Jay-Z's Made in America Festival a Success

The bill for the Jay Z Made in America Festival
By A.D. AMOROSI

For eighteen-plus hours over two days during the Labor Day weekend, Philadelphia's Parkway (aka Art Museum Boulevard) was transformed into a mini-city of new proportions. The first Made in America Festival – a success courtesy of host and curator Jay-Z, Live Nation and Budweiser – featured grassy grounds, rows of food trucks, scores of special interest tents, and live music from every angle.
It was easy to navigate, clean (especially considering 40,000+ daily attendees and Sunday’s ongoing rains), and worth calling our own.

From a live perspective, the best sets were certainly each day’s last. On Saturday Jay Z ruggedly ran through a list of his greatest hits (including his Philly-centric teaming with Memphis Bleek on "Murder Marcyville (South Philly N*****)", and was also joined by special guests Kanye West and G.O.O.D. Music crew members Big Sean, Pusha T, Common and 2 Chainz.  On Sunday Pearl Jam played over two hours of their own classics (“Even Flow”, "Better Man") and covers such as Neil Young’s “Rocking in the Free World”, with the highlight of the set being their teaming with Jay Z on a raging version of Hova’s “99 Problems.”

Along with its headliners, Made in America brought Los Angelino punks X to a side stage with a smaller audience, yet with no less empowered noise and dynamic harmonies for its size.  Soul man D’Angelo played it low and slow during "Untitled (How Does It Feel)." Bluesman Gary Clark Jr. mesmerized the crowd with his snaky guitar prowess. The Maybach Music Group complete with Rick Ross and Philly’s own Meek Mill rapped roughshod across the wide main stage. The always fabulous Janelle Monae her 13 member ensemble performed her own "Electric Lady" and a torrid cover of the Jackson 5's "I Want You Back”. Best of show though was Run-D.M.C. Performing for the first time since the 2002 murder of co-founder Jam Master Jay, surviving members Joseph "Run" Simmons and Daryl "D.M.C." McDaniels, along with the late DJ's two sons, Jason "Jam Master J'Son" Mizell Jr. and TJ "Dasmatic" Mizell, raged through a 40 minute set that included “Walk this Way,” "It's Tricky" and "Mary, Mary." Revered Run summed it all up when he said "Damn, this feels good".

Jay-Z agreed. While hanging in the VIP section with his missus, Beyonce, and his newest discovery Rita Ora, Hova was rapping along to Run-D.M.C.’s set – all the while being filmed by director’s Ron Howard crew. Howard was all over the festival as he’s making a documentary on Jay-Z. He got plenty of footage in the Citi Deck VIP area where this reporter hung out all weekend.
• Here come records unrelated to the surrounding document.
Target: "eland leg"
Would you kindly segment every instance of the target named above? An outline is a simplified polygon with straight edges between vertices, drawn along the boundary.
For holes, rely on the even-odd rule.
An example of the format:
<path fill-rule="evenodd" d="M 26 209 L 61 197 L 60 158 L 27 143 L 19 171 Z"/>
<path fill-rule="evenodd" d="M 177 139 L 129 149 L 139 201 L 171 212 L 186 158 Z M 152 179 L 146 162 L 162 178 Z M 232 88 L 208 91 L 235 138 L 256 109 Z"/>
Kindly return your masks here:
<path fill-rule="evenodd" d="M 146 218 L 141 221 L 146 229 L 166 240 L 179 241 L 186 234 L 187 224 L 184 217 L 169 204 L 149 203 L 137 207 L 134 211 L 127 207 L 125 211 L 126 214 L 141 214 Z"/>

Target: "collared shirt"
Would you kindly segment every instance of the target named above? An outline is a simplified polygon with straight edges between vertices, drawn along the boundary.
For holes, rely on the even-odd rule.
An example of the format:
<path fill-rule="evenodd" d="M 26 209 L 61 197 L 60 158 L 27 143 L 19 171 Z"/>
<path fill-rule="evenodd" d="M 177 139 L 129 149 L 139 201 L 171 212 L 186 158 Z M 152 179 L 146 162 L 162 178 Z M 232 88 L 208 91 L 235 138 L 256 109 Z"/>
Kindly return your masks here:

Jay (in fresh tan Timberlands, new jeans, and gold rope chains) and Bey (resplendent in tousled hair and a white shirt that read “Brooklyn”) noshed on fine fare from Stephen Starr restaurants Morimoto and Buddakan (served on white china), and hung out with Jaden Smith (Will’s son, who had a blonde triangle dyed into the back of his hair). They held hands while running around the festival and seemed closer-than-close while watching Gary Clark Jr. On Saturday Jay-Z checked out Janelle Monae's performance while Beyonce stayed mostly backstage.

In the VIP area I got hugged by Mayor Michael Nutter and legendary radio DJ Pierre Robert (they both smelled really good), stood in a food line with Ron Howard while he piled meatballs onto his plate, had a Bud with Adam DeVine and Blake Anderson (the guys from Comedy Central's Workaholics), and spied actresses Brittany Snow (Harry’s Law) and Adrienne Bailon (That’s So Raven),  and ex-b-baller Rick Fox. Though Kim Kardashian was on the side of the stage during boyfriend Kanye’s set, she never made her way to the VIP area.